Predictably, there is no known example of an Hebrew or Aramaic “Book considering (or classifying) the dead”, & the Spanish Necronomicon is decidedly post-sephardic. But one needs not restrict oneself to merely negative evidence.

 

“I shall look upon man no more among the inhabitants of Chadhel”

-Isiah XXXVIII:11, Sadowsky´s  version[3]

“Only by the looped cross, by the Vach-Viraj incantation, and by the Tikkoun elixir may he be driven back to the nighted caverns of hidden foulness where he dwelleth.”

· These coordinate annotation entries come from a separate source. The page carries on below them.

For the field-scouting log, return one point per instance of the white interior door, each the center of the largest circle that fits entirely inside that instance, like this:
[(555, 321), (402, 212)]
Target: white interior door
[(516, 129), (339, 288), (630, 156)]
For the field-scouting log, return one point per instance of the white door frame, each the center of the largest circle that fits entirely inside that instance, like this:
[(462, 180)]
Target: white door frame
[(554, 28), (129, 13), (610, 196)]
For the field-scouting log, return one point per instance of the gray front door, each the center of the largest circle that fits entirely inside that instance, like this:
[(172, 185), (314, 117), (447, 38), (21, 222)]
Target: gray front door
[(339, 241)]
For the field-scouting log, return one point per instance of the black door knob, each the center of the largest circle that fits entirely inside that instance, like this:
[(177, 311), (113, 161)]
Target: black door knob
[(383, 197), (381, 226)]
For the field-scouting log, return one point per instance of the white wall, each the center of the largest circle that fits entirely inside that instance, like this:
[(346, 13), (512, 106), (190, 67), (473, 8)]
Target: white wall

-Kester Necronomicon, Leigh translation.

Tikkoun is the French transliteration of the Hebrew תיקון, customarily spelt “Tikkun” in the English. Our source for this, Michael Leigh, is somewhat skew-whiff; as can be told from his Montague Summers-like slander of Abigail Prinn, whom any reasonable gentleman must needs assume was a martyr to blackest ignorance. However, he at least invested large amounts of his own money in the piling up of information for posterity, which is more than can be said of Henri-Laurent “de Marigny”, self-proclaimed “son”, “re-incarnation”, or “time-travelling robot clone” of the elder de Marigny, depending on the severity of his delirium tremens. According, then, to the voluble Henri, the Tikkoun Elixir is simply holy water; a view politely ignored by actual professionals in the field, who tend towards the more practical view that it be muriatic acid.

Both the name & the elixir are of too developed metaphysical & chemical origins to have been in the Kitab Al Azif, especially now that the attribution to Abu Musa Jābir ibn Hayyān of inventing the chemical component has been judged spurious. Indeed, that specific factor would make Jewish involvement in Olaus Wormius translation a distinct possibility,  were it not for the difficulty of identifying ancient chemistry, & the acids Byzantine associations.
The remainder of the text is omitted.